A recent paper on algorithm bias in hiring, “Closing the GAP: Group-Aware Parallelization for Online Selection of Candidates with Biased Evaluation,” by Jad Salem and Swati Gupta at Georgia Tech, highlighted an approach to address structural bias that is built into the use of computer-mediated hiring processes.
Before addressing the problem, it is important to contextualize the issue of hiring bias within its historical framework. Much of the law of hiring is designed to stop explicit practices to bar women and minorities from the workforce. (For more, see this helpful Findlaw Guide.) Beyond explicit bars on discrimination over race, religion, sexual preference, age, disability, and citizenship, however, there is little the law can do to subtle or implicit bias in choices about the quality of job applicants. For example, the Salem and Gupta paper describes a study in which an identical resume used the name “John” for one set of potential employers and “Jennifer” for another set of potential employers. “In particular, hireability was measured on a five-point scale; John’s average score was 3.8, and Jennifer’s average score was 2.9.” Since the resumes for John and Jennifer were identical, the reduction came from the only piece of information that was different – the name and what it meant to the reader.
Here is another example: Researchers in a 2003 study “sent resumes with either African-American- or white-sounding names and then measured the number of callbacks each resume received for interviews.” Non-white names on the resumes required fifty percent more applications to get an interview than white sounding names.
Here is a third example: In a change made to the hiring process for orchestras, the use of screens during candidate auditions significantly increased the number of women hired for classical orchestras. The number increased even further once the process included the removal of shoes, so that clicking of heels across the stage by female candidates no longer revealed gender.
Given these examples of the pervasive nature of bias by humans in the hiring process, the use of algorithms might serve as a great solution. And although algorithms may help, there are too many clues that humans use to infer race and gender (like the clicking of heels) to make these systems work automatically.
One clear example is based on language and word choice. As Vox Reports:
[T]wo new studies show that AI trained to identify hate speech may actually end up amplifying racial bias. In one study, researchers found that leading AI models for processing hate speech were one-and-a-half times more likely to flag tweets as offensive or hateful when they were written by African Americans, and 2.2 times more likely to flag tweets written in African American English (which is commonly spoken by black people in the US). Another study found similar widespread evidence of racial bias against black speech in five widely used academic data sets for studying hate speech that totaled around 155,800 Twitter posts.
In Weapons of Math Destruction, Kathy O’Neill gives numerous anecdotes of individuals being harmed by the systematic nature of these processes. She does not, unfortunately, address the bias and problematic nature of the non-computer models, but she correctly flags the concern that if these algorithms are not managed carefully, then direct and indirect bias can permeate these systems.

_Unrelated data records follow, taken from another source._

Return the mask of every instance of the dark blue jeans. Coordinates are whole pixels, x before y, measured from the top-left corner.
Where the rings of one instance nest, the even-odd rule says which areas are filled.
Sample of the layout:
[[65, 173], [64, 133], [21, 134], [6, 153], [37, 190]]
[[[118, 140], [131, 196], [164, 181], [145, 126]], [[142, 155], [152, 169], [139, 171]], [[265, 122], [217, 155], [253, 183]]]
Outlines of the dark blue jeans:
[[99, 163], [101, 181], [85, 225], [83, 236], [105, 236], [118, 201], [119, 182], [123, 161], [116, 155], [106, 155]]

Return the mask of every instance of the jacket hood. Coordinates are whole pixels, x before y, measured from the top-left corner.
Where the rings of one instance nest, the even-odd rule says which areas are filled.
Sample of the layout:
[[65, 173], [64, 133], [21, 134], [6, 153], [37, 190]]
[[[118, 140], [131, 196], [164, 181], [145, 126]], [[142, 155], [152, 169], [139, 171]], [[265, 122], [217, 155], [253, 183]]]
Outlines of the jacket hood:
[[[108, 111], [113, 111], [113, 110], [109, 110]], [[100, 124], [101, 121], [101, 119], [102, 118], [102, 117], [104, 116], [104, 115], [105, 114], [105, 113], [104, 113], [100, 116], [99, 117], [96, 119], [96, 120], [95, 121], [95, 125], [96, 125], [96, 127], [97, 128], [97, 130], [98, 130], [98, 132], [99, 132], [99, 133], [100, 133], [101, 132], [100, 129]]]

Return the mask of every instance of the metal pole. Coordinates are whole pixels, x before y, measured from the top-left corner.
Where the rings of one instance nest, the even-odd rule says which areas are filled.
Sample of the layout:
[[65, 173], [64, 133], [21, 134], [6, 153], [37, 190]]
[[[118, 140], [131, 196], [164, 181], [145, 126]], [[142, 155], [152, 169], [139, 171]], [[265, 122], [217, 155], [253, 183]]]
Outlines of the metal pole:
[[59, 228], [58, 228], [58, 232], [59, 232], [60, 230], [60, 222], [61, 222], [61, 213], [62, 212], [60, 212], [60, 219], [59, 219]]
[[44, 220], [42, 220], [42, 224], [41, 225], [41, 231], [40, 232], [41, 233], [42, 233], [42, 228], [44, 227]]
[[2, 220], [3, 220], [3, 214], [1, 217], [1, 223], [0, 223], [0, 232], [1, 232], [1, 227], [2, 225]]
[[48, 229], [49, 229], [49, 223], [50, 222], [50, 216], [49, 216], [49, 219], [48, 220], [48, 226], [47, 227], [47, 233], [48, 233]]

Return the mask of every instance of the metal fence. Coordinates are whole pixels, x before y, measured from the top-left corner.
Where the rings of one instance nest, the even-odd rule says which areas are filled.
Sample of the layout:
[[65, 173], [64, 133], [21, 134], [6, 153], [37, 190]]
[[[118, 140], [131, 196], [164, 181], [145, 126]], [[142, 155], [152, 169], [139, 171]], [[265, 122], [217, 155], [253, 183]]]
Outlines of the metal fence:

One fear is that algorithms will be adopted and scaled just as Facebook and Google have scaled to dominate their respective fields. Whatever the algorithm uses to rate a person high or low will be replicated across multiple employers. If a single company comes to dominate the hiring field, then its algorithm will define the likelihood of success or failure for an individual.
The algorithms are already pervading the hiring process. To continue using these systems, both the companies offering these systems and the companies subscribing to these services need to test and retest to be sure the software isn’t looking for hidden clues that reflect the pre-existing bias built into society: language choice, choice of neighborhoods, zip codes, volunteer activities, names, or the myriad of other, seemingly neutral factors, that serve as surrogates for gender, race, and other potential areas for discrimination.